It’s not for a want of trying though as Stewart, along with original members Gareth Sager, Bruce Smith and Dan Catsis, who joined the group in 1979, once again throw the veritable kitchen sink into the mix. Stewart yelps and shouts his incisive, if seemingly random social and political critiques, the band cutting, mutating, pasting, juxtaposing, attacking, and running off free to experiment along with the help of both Bovell and Shocklee.

But give it time and space, and the magic of The Pop Group does shine through here and there, particularly on the Shocklee-produced tracks ‘City of Eyes’, and ‘War Inc.’, both of which amp up the metallic funk aspect of the group, and imparts a groove and a meaty depth that gives the songs a sense of purpose rather than being just a difficult listen, which The Pop Group are prone to.
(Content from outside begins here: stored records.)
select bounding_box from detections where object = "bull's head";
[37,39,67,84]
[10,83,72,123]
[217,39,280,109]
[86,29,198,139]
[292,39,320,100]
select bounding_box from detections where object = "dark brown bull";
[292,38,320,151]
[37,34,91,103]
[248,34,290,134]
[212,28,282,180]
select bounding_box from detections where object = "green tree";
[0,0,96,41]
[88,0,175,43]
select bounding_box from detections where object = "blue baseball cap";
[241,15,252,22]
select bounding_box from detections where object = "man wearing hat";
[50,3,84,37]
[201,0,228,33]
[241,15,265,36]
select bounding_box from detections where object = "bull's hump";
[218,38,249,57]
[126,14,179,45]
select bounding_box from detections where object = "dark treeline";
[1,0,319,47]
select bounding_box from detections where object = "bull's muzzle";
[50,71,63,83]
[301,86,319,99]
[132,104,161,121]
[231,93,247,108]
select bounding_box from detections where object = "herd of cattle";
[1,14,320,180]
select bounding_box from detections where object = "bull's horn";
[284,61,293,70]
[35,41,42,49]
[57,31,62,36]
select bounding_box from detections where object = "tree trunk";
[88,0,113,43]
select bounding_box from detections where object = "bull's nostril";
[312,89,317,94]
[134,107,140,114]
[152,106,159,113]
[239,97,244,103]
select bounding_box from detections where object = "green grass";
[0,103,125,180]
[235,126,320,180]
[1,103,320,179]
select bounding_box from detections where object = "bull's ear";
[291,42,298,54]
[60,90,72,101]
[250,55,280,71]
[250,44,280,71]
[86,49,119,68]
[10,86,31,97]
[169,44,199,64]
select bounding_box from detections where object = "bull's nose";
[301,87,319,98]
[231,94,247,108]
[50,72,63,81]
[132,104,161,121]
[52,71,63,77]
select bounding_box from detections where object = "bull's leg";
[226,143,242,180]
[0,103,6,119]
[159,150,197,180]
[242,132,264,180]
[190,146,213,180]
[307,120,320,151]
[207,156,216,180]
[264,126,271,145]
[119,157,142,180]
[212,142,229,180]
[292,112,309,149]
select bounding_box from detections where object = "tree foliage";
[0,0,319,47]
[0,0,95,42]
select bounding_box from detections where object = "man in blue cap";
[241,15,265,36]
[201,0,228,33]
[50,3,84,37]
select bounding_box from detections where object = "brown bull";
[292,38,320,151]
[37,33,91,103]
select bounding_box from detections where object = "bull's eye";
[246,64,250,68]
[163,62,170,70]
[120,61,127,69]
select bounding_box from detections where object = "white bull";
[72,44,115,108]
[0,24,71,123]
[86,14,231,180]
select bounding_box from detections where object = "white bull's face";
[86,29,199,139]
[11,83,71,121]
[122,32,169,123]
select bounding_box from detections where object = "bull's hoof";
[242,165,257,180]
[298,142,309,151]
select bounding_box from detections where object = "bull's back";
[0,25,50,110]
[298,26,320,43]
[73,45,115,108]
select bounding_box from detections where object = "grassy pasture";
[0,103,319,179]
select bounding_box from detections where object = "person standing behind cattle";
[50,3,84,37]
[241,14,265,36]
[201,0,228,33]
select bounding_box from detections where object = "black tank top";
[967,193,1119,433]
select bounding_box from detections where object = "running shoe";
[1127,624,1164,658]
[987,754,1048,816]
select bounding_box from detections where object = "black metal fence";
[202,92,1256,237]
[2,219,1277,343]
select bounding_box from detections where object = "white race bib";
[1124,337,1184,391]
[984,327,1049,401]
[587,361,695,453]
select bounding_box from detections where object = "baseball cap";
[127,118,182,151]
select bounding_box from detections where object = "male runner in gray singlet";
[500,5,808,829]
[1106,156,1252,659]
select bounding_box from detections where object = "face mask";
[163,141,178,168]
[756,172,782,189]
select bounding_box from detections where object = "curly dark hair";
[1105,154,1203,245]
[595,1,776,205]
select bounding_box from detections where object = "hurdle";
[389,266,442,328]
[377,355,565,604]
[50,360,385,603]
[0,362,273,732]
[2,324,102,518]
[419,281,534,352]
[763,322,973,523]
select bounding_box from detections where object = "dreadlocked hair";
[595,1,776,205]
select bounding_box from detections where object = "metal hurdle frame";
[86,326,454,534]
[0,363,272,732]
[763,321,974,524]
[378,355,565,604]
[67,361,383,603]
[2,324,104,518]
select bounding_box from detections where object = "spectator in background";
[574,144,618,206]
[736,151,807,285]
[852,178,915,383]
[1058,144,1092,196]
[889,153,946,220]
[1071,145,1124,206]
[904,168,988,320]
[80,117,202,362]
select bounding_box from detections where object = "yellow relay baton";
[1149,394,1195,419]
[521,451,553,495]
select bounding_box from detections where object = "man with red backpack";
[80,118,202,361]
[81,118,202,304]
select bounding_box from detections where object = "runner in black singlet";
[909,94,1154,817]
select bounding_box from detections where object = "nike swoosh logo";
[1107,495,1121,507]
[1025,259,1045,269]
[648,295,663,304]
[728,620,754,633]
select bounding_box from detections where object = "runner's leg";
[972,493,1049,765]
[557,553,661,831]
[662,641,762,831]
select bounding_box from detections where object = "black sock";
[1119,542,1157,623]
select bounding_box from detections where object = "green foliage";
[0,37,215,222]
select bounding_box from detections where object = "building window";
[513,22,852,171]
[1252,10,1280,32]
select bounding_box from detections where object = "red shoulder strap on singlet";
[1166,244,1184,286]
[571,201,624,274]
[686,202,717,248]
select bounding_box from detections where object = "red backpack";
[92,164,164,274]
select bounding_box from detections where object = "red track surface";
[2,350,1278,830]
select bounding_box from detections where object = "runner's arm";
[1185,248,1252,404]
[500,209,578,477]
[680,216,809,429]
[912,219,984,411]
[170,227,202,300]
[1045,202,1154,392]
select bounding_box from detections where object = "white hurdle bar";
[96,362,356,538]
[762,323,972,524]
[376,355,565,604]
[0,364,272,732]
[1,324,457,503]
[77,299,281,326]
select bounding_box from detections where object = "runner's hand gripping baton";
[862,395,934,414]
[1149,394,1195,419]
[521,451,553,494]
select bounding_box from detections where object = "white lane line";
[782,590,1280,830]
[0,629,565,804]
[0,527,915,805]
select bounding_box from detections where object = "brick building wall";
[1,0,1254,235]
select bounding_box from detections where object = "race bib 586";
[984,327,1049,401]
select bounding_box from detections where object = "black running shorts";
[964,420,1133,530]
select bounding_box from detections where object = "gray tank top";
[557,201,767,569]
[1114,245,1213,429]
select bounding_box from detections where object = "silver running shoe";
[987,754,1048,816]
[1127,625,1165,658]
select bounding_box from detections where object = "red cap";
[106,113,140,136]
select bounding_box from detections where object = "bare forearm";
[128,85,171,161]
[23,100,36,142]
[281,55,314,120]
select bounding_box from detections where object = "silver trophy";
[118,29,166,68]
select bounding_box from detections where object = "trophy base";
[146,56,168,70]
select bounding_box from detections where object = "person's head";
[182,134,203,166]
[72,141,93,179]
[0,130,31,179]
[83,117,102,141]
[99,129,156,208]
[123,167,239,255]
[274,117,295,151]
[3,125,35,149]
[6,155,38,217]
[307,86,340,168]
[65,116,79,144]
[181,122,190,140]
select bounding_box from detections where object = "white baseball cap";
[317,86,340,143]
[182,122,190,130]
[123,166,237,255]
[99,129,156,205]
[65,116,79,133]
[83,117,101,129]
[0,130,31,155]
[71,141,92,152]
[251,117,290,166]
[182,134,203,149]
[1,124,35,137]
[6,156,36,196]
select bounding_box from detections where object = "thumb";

Tracks such as the brooding dub, but melody-free ‘Days Like These’, the dark and haphazard ‘Michael 13’, and the leaden ‘Heaven?’, all suffer from Stewart’s sometimes off-key and yowling vocal, and a surprising lack of musical dynamism. However, ‘Pure Ones’ rides a neat big bass and drum combo, cavernous keyboards, and guitar riff motif, momentarily collapsing upon itself before re-asserting itself, while ‘Little Town’ flows along some tasty slap-bass, funky guitar and sizzling keys. And ‘Zipperface’ drives along a vaguely menacing hard house beat as Stewart inquires, “Who bought your silence, who enslaved your mind?”

The band have come back at a time when the unwritten post-punk programme of anti-apathy, and pro-social and political engagement and confrontation has come back with a vengeance in this post-financial crash era of rising populism and anti-estabishmentarianism. And as always, their musically free spiritedness and experimental bent leads them down alleys both dark and enlightening. Stewart has said he wants the band, “To be an explosion at the heart of the commodity.” While they may not always achieve that, the point is they are going to have a bloody good try.